}

Saturday, November 21, 2015

Explaining science wins


The video above is by 18-year-old Ryan Chester, and it won $400,000. It was all because he wanted to explain Einstein. We need more like him.

The video, “Some Cool Ways of Looking at the Special Theory of Relativity” was Ryan’s entry in the Breakthrough Junior Challenge, “an annual challenge that invites students, ages 13-18, to share their passion for math and science with the world”. Ryan said of it:
"Special Relativity has got to rank up there with one of the most revolutionary theories in physics. I've seen it referenced in science books and magazines for years. It was always mentioned in relationship to the idea that you can travel forward in time if you just move fast enough. Time dilation has been in science TV shows and movies like Interstellar so often that I've just accepted it without understanding why it was true. So when this challenge came around I thought this area was a great one to dig into."
In the YouTube description, Ryan explained what he wanted to do in the video:
“110 years ago Albert Einstein published a theory that revolutionized the way we think about the universe. In this video I'll show you how to prove its two postulates using easy-to-understand real-world experiments, and how even the simplest understanding of quantum mechanics can be used to wrap your mind around why time must slow down the faster an object moves.”
Clearly it worked: Ryan’s project won the $400,000 final prize, of which $250,000 will be a scholarship, $50,000 will go to his teacher, and $100,000 will go to his school to fund a science lab. That’s pretty awesome.
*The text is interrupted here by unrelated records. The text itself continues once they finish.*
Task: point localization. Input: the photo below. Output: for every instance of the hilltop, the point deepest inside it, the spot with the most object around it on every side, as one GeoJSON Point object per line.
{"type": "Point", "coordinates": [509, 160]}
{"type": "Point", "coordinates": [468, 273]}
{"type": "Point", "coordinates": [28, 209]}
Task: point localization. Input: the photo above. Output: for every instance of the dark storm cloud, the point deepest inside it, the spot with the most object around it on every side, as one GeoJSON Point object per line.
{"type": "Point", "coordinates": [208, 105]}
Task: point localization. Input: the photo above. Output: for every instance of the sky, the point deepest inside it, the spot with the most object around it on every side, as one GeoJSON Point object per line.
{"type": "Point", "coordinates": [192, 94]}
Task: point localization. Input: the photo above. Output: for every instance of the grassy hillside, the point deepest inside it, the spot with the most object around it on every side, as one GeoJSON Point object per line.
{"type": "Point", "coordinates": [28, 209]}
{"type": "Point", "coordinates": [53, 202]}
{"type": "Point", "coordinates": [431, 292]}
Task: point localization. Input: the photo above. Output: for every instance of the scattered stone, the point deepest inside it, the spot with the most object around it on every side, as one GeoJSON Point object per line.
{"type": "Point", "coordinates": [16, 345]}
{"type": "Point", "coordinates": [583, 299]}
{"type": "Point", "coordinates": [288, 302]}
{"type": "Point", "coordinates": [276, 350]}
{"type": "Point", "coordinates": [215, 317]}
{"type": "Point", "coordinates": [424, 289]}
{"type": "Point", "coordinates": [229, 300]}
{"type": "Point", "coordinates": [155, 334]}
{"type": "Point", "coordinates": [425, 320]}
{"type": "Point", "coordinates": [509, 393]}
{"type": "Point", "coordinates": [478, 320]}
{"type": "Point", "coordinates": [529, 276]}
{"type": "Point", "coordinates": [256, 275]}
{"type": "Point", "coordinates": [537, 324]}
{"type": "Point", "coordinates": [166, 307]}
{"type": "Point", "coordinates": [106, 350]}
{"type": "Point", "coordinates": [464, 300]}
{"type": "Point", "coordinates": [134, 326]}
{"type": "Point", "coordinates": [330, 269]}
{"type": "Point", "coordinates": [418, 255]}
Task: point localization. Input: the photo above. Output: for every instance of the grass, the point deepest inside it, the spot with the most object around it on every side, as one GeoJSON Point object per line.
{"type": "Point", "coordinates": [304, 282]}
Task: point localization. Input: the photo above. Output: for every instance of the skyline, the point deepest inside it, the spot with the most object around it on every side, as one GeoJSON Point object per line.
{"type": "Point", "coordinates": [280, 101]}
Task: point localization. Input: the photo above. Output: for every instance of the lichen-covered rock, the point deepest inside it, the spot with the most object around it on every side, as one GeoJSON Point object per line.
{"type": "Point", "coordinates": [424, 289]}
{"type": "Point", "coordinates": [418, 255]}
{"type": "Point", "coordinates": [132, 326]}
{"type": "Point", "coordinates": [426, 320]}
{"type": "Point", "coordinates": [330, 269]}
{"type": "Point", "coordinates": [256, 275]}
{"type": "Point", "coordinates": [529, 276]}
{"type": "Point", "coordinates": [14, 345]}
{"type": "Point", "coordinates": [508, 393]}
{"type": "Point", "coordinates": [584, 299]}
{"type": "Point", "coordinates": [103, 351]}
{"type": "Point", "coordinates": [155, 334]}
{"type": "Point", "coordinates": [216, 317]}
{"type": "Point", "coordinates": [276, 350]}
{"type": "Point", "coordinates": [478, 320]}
I’ve often thought that one of the major problems facing science—beyond politically-motivated deliberate ignorance—is that ordinary people just don’t understand science or scientific concepts. This is part of what makes it so easy for scheming politicians to use that ignorance to steer people into supporting the politicians’ ideological agendas.

There have long been people who did well explaining science. But sometimes the media has referred to them as “science popularisers”, as if that was a bad thing. This implication is that such people aren’t doing REAL science, that making complex scientific principles easy to understand is somehow cheapening science. Obviously, I disagree.

As I see it, science explainers are kind of like those who translate ancient Greek texts in modern English: They take something I could never otherwise understand and make it accessible. Knowledge shouldn’t be locked up and available only to a few who can understand it.

I don’t know what Ryan plans on doing with his life, but if he continues as a science explainer, it would be a good thing. We need more people who can do that so we can all understand the science that we need.